"Richard Foote" <richard.foote@tbigpond.nospam.com> wrote in message
news:yUIkc.6619$TT.2282@news-server.bigpond.net.au...
> many have got it so wrong. So I focused on those "experts" that seem to
> publish a lot of "stuff" ...
you mean the quantity of books published is not in direct
proportion to expertise? Now now, next you're gonna tell us that
BCHR is not the most performance gauge...
> No, it's definitely by volume. I showed this in a thread here a while back
> where after a leaf block split, the number of index entries in each block
> varied but the amount of used space sat at the 50% mark in each block.
Great prezzie, Richard. Excellent info. I do particularly like the point
you raise about clustering the table data, not the index! I've been advising
people to load their data in physical sequence of range scan keys for years
and have had tremendous performance improvements from just physically
sorting data in tables where range scans are involved. Now I know precisely
the reason why.
After reading it, I've got a question for you if I may:
Let's assume a situation where we have a root block, three branch blocks
and a bucketload of leaf blocks, like in your slide #22.

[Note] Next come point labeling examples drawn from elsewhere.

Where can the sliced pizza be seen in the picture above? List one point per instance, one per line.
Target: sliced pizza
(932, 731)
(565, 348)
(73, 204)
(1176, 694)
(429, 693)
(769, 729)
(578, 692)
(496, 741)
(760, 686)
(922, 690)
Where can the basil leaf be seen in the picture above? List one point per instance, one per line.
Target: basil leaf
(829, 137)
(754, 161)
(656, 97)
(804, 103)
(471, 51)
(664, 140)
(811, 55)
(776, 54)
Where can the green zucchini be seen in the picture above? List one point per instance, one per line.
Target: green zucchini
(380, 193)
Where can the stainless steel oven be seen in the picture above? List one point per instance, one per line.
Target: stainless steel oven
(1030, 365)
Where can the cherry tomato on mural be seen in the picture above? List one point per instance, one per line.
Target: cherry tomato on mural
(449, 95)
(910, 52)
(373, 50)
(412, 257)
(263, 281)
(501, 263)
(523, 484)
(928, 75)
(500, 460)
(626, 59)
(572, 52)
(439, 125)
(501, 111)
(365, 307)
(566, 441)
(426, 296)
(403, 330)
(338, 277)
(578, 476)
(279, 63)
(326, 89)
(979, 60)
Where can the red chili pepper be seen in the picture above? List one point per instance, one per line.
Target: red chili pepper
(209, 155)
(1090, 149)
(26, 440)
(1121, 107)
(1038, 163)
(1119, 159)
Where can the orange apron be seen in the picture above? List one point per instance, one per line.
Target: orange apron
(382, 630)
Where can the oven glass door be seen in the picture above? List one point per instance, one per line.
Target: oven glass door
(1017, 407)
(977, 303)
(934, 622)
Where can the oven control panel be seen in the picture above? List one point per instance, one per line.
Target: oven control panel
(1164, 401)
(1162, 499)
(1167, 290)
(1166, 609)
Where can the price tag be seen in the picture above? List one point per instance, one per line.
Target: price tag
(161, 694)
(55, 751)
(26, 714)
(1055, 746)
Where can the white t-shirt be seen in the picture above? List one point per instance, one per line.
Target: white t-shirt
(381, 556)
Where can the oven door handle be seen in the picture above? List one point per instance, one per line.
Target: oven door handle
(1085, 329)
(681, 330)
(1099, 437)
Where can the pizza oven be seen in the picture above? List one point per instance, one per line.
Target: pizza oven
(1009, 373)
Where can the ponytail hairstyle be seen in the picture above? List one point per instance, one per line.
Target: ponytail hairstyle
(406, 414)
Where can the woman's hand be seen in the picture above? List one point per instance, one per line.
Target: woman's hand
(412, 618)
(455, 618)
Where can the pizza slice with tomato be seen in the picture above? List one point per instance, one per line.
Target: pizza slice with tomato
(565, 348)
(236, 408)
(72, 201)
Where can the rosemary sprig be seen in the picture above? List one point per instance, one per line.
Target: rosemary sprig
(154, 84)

Assume as well that this index was created on a sequence-generated
column (regular but not necessarily consecutive increase). As such in the
pictorial representation the index leaf blocks would be organised left to
right in increase value of the key.
Now let's look at the physical (in the disk) distribution of this thing.

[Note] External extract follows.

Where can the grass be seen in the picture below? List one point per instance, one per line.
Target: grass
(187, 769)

Presumably the root block and the first branch and a few leaf blocks
would be on consecutive blocks on the disk partition - assuming a raw
disk, an "intelligent" file system might do other things...
Followed by another branch block and more leaf blocks,then another branch
block and more leaf blocks. Correct assumption?
If so, then let's assume that later interspersed insertions of new keys
cause the third block from the left to split. Like you say in your slides,
no problemo: the new block is allocated from index freelist, the initial
block gets "emptied" 50% into the new one and we do not get an increase in
index level. Fine and dandy.
But now consider the physical distribution. Isn't that new block coming
from the freelist? Which might be pointing to a first free block on "the
other side of the disk", so to speak. This block will now LOGICALLY be
between the original third and fourth leaf blocks, but physically very
remote from these two original blocks.
You know where I'm getting at now, don't you? If someone is now doing an
index range scan - which for the sake of example will involve the third,
new fourth and old fourth leaf blocks using the block-to-block link
pointers, wouldn't it involve a heap of I/O wait while the arm got
repositioned to get the new fourth block from "the other side of the disk"?
Wouldn't that be a case for an index rebuild, based purely on physical
distribution rather than hazy "broken b-tree" concepts? What would be
a way of finding out if this was indeed the case, apart from the obvious
system I/O wait queue increasing in this device?
Thanks in advance for any feedback.
--
Cheers
Nuno Souto
wizofoz2k@yahoo.com.au.nospam